In other incidents reported by protesters and included in the complaint to Reno, one said his bicycle was confiscated by police and returned without a chain. Another said he
was frisked at lunch time Wednesday near 20th and K streets NW by U.S. Secret Service agents who showed him that they were already carrying a picture of him. A Secret
Service spokesperson said yesterday that the agency would not discuss its tactics.
"We want Reno to go ahead and inform her people that this kind of thing is not acceptable," said Zak Wolfe, a National Lawyers Guild member working on the protests.
Wolfe said he had written to District officials several weeks ago to express concerns about police techniques.
During the midday events yesterday that included demonstrations at two Starbucks shops, a Gap store and the National Press Building, activists and police coexisted
peacefully. A police captain helped marchers plan their route and then deployed 20 patrol and motorcycle officers to escort them. At the National Press Building, protesters
hoped to shout at World Trade Organization chief Michael Moore, who made a luncheon appearance there, but they never saw him.
Police said they wanted to accommodate the march even though no one applied for a parade permit. For the most part, the mood was upbeat, the police remained calm and the
protesters were compliant.
Some demonstrators wore bandannas over their faces, and others loudly sang or chanted at individual police officers from as close as two feet away. Those officers were
clearly annoyed by the provocation, but none responded physically.
At one point, when their path on a Pennsylvania Avenue NW sidewalk was blocked because President Clinton was making a speech to newspaper editors at the J.W.
Marriott Hotel--a visit that shut down an entire block of 14th Street--marchers grew frustrated and huddled with police on what to do.
Protester June Brashares, 35, of San Francisco, told one officer not to worry that protesters would try to elicit a reaction from scores of billy club-carrying officers awaiting
the president's departure. "We're not going to be shutting anything down until Sunday," she told him.
D.C. police Capt. Mario Patrizio and his unit accompanied the procession from start to finish. "We hope it's like this all weekend," he said. "They stayed on the sidewalk
like we asked."
Patrizio and a sergeant chatted amiably with people who seemed as if they might be the leaders of the march.

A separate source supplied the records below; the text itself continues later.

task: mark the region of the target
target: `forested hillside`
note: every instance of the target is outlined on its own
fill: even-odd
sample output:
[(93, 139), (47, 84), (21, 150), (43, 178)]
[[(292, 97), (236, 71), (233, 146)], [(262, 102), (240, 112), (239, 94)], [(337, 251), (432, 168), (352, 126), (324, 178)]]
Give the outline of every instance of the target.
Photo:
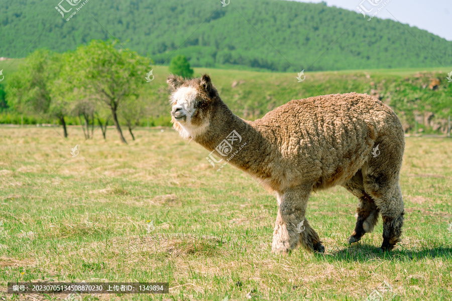
[(165, 65), (183, 54), (194, 67), (291, 72), (452, 65), (452, 42), (322, 4), (91, 0), (69, 21), (75, 9), (63, 18), (58, 4), (3, 1), (0, 56), (24, 57), (42, 48), (63, 52), (113, 36)]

But everyone involved in the global trade protests--medical professors, economists, lawyers and grungy nomads--behaves with studied egalitarianism and steadfastly refuses
to identify anyone as a leader. There is so much equality that it seems at times that the protesters move like a school of fish, guided more by a collective consciousness than
any directions.
The demonstration yesterday was a celebration, although the initial plan was to hotly protest Starbucks' coffee-buying policies. But Starbucks announced Monday that later
this year the company would begin selling "fair-trade" coffee beans in its nearly 2,500 stores nationwide. Fair-trade-certified coffee is stamped with a special seal by the
nonprofit organization TransFair USA and signifies that the coffee is grown under safe working conditions and sold directly, not through middlemen, thereby guaranteeing
more income for the farmer.
"This is a tremendous victory for the corporate accountability movement," Deborah James, 29, who works for the San Francisco nonprofit group Global Exchange, told the
gathering. "It's not charity; it's altering the model of trade."
The protesters said their next mission will be to get Starbucks to brew fair-trade coffee in its stores.
Starbucks and TransFair officials said that the agreement has been in the works for months and that it already has prompted pledges from companies across the coffee
industry to market fair-trade beans.
Staff writers Petula Dvorak and David Montgomery contributed to this report.